These extracts from my trading diary are for educational purposes and should not be interpreted as investment or trading advice. Full terms and conditions can be found at Terms of Use.


The IMF's October Global Financial Stability Report projected US write-downs for the current financial crisis at $1.4 trillion, of which banks will carry $700 to $800 billion. Far more than write-downs reported so far. The subsequent bail-out of Citigroup, with the Fed underwriting $306 billion of troubled assets, suggests that the final write-down figure may be significantly higher.

Projected $1.4 Trillion Financial Sector Write-Down

Considering that capital and reserves of FDIC-insured institutions were just over $1 trillion at the start of the crisis, the banking sector will need to replace its entire capital base by the time this is over. Private equity is too expensive, with the market hammering financial stocks, leaving the taxpayer as the last remaining source of funds. Restoring stability is essential if we are to avoid the mother of all recessions, but it is important that the taxpayer be adequately rewarded for funding the bailout. At venture capital rates of return.

Flight To Safety

Confidence in bank solvency remains spectacularly low. Short-term treasury yields close to zero indicate that investors are prepared to sacrifice yield in return for safety.

3-Month Treasury Yields

The only way I can see this ending is if the financial sector quits arguing about the applicability of fair value accounting and writes down troubled assets to zero. Then the taxpayer provides truckloads of new capital to restore their balance sheets. Not something that existing shareholders will readily agree to, unless they stand to benefit from the eventual recovery in troubled asset values. Nor something that taxpayers will wholeheartedly support, but decisive action needs to be taken before the contagion does further damage to Main Street.

Treasury Yields

Ten-year treasury yields broke through support at 3.40 percent, offering a long term target of 2.50 percent; calculated as 3.4 - ( 4.3 - 3.4).

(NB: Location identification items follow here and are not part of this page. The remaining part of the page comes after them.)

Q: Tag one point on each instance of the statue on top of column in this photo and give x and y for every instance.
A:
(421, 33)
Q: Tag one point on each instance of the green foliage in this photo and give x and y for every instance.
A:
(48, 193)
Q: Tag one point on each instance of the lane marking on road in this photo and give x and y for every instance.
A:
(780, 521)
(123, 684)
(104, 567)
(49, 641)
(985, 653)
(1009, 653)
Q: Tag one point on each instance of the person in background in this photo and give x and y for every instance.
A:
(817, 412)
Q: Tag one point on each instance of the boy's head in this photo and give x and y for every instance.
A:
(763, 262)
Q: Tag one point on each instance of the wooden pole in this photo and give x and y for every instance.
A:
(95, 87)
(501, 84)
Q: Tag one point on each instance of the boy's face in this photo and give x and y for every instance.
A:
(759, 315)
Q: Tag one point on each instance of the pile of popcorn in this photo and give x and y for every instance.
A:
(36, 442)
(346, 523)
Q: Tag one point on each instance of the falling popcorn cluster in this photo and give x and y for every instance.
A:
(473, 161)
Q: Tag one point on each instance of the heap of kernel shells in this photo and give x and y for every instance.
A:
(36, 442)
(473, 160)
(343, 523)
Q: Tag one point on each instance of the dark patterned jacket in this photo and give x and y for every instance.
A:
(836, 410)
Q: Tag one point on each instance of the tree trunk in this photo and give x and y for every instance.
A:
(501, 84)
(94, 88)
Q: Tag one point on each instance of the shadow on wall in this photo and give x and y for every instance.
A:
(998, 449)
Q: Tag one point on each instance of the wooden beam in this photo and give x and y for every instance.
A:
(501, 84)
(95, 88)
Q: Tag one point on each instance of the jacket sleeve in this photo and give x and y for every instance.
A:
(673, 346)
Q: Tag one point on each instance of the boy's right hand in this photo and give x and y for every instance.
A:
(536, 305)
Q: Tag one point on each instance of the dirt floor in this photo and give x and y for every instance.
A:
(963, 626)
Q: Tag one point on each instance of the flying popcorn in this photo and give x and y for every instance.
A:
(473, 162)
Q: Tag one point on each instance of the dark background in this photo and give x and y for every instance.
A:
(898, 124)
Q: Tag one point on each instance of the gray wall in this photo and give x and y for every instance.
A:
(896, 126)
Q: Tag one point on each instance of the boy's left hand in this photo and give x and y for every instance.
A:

10 year treasury yields and yield differential with 3 month treasury bills

The Shadow Banking System

Deleveraging is expected to continue, with investors withdrawing from the commercial paper market, corporate bonds, reverse repos, money market funds, hedge funds and any other financial instrument that does not carry a treasury or FDIC guarantee.

Commercial Paper Rates compared to Federal Funds Rate and Treasury Bills

The effective fed funds rate at 0.50 percent continues to point to another rate cut.

Housing

House prices continue to fall, according to the Case Shiller Index, but still have further to go when we compare the index to per capita disposable income.

Case Shiller Index and Housing Affordability

Corporate Bonds

While treasury yields are falling, corporate bond yields are headed in the opposite direction — in anticipation of rising defaults. Underlining the need for a quick resolution to the banking crisis.

Corporate Bond Yield And Spreads


The steps that we have taken to make the markets more attuned to our investment desires — the ability to trade quickly, the integration of financial markets into a global whole, ubiqutous and timely market information, the array of options and other derivative instruments — have exaggerated the pace of activity and the complexity of financial instruments that make crises inevitable. Complexity cloaks catastrophe.